WASHINGTON: President Donald Trump faced fallout on Wednesday over revelations that he personally appealed to now-fired FBI Director James Comey to abandon the bureau’s investigation into former National Security Adviser Michael Flynn, allegations based on notes Comey wrote after the meeting.
The White House has denied the report, which came amid a furor over the president’s discussions with Russian diplomats in which Trump is said to have disclosed classified information.
In a bizarre twist on Wednesday, Russian President Vladimir Putin offered to turn over to Congress records of Trump’s discussions.
The White House has played down the importance and secrecy of the information Trump gave to the Russians, which had been supplied by Israel under an intelligence-sharing agreement. Trump himself said he had “an absolute right” as president to share “facts pertaining to terrorism” and airline safety with Russia. Yet US allies and some members of Congress expressed concern bordering on alarm.
Putin told a news conference that he would be willing to turn over notes of Trump’s meeting with the Russian diplomats if the White House agreed. He dismissed outrage over Trump’s disclosures as US politicians whipping up “anti-Russian sentiment.”
Asked what he thinks of the Trump presidency, Putin said it is up to the American people to judge but his performance can only be rated “only when he’s allowed to work at full capacity,” implying that someone is hampering Trump’s efforts.
Trump left the White House on Wednesday morning to head to Connecticut where he was scheduled to give the commencement address at the US Coast Guard Academy.
As for Comey, whom Trump fired last week, the FBI director wrote in a memo after a February meeting at the White House that the new president had asked him to shut down the FBI’s investigation of Flynn and his Russian contacts, said a person who had read the memo. The Flynn investigation was part of a broader probe into Russian interference in last year’s presidential election.

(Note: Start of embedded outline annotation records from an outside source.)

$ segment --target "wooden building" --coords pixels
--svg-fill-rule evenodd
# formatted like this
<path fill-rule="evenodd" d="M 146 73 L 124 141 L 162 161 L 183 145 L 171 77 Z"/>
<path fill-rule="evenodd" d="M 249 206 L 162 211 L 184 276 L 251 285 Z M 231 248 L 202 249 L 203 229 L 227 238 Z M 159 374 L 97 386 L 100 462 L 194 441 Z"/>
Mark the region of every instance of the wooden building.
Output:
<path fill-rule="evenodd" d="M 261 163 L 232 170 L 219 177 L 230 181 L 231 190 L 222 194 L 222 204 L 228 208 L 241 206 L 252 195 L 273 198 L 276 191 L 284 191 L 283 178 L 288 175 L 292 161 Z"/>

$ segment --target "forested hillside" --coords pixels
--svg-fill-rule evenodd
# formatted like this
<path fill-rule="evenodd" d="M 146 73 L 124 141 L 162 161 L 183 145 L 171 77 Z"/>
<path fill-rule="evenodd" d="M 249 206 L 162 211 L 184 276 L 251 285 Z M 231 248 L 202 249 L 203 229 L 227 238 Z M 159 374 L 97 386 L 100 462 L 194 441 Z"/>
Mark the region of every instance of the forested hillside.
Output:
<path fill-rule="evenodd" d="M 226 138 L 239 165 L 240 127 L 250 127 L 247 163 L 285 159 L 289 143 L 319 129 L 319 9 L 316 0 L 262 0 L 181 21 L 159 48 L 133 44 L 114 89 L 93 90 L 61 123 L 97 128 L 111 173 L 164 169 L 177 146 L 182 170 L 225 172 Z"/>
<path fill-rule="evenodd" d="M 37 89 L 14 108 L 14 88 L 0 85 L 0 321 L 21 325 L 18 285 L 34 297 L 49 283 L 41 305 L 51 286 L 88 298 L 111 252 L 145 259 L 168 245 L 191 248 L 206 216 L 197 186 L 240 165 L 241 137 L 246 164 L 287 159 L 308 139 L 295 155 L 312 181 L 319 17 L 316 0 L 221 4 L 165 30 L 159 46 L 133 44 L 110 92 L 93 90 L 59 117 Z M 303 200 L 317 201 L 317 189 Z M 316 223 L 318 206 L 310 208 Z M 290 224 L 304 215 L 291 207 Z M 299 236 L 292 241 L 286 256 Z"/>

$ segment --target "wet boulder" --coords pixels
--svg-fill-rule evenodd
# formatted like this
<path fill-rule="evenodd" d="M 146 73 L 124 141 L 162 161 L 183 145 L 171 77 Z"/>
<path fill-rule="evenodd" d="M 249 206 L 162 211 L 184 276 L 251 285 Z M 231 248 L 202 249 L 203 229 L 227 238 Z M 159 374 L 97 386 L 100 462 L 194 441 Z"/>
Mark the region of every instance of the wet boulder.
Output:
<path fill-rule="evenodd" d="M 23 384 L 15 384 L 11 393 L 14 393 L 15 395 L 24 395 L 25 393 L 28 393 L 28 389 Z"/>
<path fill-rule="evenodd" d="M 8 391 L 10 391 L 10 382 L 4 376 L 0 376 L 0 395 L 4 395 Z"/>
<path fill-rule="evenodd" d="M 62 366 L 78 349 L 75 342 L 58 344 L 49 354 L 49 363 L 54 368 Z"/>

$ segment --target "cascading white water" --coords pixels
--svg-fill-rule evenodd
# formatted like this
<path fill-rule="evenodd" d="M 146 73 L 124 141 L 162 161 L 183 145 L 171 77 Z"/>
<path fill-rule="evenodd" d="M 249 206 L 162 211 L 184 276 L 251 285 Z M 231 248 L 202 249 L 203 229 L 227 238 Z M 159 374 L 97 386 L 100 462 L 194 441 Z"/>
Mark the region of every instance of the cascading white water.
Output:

Comey’s memo, an apparent effort to create a paper trail of his contacts with the White House, would be the clearest evidence to date that the president has tried to influence the investigation.
Rep. Jason Chaffetz, Republican chairman of the House oversight committee, sent a letter to the FBI on Tuesday requesting that it turn over all documents and recordings that detail communications between Comey and Trump. He said he would give the FBI a week and then “if we need a subpoena, we’ll do it.”
The panel’s top Democrat, Elijah Cummings of Maryland, a constant Trump critic, called the allegation of Trump pressure on Comey “explosive” and said “it appears like a textbook case of criminal obstruction of justice.”
John McCain, chairman of the Senate Armed Services Committee, said late Tuesday that the developments had reached “Watergate size and scale.”
Mitch McConnell, the Republican leader of the Senate, said simply, “It would be helpful to have less drama emanating from the White House.”
The person who described the Comey memo to the AP was not authorized to discuss it by name and spoke on condition of anonymity. The existence of the memo was first reported Tuesday by The New York Times.
The White House vigorously denied it all. “While the president has repeatedly expressed his view that General Flynn is a decent man who served and protected our country, the president has never asked Mr. Comey or anyone else to end any investigation, including any investigation involving General Flynn,” a White House statement said.
Trump fired Flynn on Feb. 13, on grounds that he had misled Vice President Mike Pence and other officials about his contacts with Russians.
The intensifying drama comes as Trump is set to embark on Friday on his first foreign trip, which had been optimistically viewed by some aides as an opportunity to reset an administration floundering under an inexperienced president.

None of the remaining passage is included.